CuTe is a collection of C++ CUDA template abstractions for defining and operating on hierarchically multidimensional layouts of threads and data. It provides:
Layouts : Compile-time mappings from logical coordinates to linear indices
Tensors : Data structures combining engines (storage) with layouts
Algorithms : Operations on tensors (copy, GEMM, partition, etc.)
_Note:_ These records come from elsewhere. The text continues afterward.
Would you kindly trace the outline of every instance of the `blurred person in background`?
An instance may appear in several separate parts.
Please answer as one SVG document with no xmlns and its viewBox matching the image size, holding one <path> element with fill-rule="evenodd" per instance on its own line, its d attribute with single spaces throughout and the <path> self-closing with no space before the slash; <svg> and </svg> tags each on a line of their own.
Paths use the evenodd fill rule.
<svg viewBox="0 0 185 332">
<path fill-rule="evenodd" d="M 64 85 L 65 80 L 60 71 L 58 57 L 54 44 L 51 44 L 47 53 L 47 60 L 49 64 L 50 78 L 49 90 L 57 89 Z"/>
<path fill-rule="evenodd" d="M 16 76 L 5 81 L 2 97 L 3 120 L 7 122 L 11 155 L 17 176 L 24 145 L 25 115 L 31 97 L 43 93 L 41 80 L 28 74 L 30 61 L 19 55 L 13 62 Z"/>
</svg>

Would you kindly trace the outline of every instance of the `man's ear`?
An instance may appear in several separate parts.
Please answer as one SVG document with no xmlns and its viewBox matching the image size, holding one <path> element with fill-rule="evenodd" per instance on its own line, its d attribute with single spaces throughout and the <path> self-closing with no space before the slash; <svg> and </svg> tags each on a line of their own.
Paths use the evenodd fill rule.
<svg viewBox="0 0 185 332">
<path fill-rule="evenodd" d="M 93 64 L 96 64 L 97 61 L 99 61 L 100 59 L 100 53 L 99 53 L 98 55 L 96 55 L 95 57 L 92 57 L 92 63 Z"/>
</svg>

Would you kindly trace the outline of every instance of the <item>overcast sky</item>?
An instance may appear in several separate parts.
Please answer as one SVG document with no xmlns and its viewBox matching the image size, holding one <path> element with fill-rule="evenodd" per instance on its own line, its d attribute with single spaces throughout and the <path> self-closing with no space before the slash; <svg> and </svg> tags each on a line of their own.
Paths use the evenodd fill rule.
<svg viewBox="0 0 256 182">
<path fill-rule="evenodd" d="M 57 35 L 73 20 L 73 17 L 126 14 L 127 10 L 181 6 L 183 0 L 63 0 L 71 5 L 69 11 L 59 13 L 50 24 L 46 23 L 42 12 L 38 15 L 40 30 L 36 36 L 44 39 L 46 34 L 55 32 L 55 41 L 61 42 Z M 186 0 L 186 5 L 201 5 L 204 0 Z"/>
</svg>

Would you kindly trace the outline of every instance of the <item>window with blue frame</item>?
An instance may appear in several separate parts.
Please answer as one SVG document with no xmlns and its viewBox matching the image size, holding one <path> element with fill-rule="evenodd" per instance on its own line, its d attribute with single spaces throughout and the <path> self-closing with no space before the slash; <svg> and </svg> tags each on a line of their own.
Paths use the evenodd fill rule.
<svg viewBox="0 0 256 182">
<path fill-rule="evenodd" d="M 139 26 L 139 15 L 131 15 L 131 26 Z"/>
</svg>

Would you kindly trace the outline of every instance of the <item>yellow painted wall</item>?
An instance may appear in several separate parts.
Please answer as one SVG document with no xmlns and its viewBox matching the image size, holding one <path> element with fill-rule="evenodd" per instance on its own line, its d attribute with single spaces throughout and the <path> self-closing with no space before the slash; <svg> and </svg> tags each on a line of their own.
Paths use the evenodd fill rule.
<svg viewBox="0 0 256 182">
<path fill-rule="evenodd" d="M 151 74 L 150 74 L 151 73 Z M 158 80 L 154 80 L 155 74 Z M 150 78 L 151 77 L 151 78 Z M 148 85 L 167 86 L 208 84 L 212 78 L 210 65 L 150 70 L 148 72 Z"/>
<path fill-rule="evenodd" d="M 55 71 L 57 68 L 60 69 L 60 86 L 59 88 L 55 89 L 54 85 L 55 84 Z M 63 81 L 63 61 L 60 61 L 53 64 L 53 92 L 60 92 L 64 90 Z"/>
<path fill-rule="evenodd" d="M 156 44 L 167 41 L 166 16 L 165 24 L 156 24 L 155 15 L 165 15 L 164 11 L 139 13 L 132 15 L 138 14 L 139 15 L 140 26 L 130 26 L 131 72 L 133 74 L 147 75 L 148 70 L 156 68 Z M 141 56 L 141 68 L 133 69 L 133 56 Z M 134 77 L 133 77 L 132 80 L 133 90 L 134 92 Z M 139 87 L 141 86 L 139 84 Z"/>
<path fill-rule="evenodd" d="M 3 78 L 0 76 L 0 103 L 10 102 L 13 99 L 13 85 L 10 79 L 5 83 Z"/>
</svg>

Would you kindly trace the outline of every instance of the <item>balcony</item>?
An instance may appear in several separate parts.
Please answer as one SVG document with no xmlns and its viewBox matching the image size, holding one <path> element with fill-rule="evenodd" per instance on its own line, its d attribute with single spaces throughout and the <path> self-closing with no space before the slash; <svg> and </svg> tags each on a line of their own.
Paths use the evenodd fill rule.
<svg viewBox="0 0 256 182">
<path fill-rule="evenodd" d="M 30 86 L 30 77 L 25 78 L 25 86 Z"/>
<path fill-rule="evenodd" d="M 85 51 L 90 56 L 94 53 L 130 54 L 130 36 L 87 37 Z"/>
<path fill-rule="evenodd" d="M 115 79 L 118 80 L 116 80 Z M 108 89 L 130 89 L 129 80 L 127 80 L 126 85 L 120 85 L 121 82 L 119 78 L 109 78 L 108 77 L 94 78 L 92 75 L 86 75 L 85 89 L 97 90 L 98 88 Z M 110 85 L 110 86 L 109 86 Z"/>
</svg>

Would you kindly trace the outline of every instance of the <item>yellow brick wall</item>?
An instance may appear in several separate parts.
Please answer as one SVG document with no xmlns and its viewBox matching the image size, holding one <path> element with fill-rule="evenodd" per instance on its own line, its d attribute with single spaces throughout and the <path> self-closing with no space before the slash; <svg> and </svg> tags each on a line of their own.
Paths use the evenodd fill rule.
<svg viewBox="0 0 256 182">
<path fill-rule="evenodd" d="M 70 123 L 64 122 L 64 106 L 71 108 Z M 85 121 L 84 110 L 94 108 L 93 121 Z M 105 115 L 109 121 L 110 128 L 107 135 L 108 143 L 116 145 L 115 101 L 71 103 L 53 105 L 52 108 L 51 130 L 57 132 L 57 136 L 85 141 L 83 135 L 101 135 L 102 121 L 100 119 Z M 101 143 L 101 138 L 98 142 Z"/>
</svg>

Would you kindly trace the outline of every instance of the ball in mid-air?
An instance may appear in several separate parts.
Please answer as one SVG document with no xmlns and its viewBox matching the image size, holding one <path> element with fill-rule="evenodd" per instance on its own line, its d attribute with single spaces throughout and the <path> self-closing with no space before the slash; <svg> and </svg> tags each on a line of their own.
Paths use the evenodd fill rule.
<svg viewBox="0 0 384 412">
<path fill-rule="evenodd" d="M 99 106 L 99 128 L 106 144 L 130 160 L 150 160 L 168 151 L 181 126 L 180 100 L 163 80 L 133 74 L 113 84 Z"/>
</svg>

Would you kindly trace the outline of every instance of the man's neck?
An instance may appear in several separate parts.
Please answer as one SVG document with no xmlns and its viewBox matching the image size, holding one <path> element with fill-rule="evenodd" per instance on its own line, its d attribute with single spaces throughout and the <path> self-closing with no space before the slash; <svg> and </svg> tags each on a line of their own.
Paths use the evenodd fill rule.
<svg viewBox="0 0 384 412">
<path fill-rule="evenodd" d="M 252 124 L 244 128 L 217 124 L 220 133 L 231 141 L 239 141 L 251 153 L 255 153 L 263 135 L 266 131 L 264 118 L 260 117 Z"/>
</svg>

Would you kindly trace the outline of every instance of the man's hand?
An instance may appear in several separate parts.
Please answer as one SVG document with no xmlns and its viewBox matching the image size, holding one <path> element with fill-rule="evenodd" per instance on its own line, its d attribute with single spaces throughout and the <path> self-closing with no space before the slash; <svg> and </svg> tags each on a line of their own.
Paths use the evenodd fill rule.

CuTe represents a paradigm shift in GPU programming - instead of manually computing indices and strides, you describe the logical structure of your data and let CuTe handle the mechanical bookkeeping.
Core Abstractions
Shapes and Strides
CuTe uses tuple-based shapes and strides to describe multidimensional data:
// Shape: logical size in each dimension
template < class ... Shapes >
using Shape = cute :: tuple <Shapes...>;
// Stride: memory offset between elements
template < class ... Strides >
using Stride = cute :: tuple <Strides...>;
// Coordinate: position within a shape
template < class ... Coords >
using Coord = cute :: tuple <Coords...>;
// Helper functions
auto shape = make_shape ( 128 , 128 ); // 2D shape
auto stride = make_stride ( 1 , 128 ); // Column-major
auto coord = make_coord ( 10 , 5 ); // Position (10, 5)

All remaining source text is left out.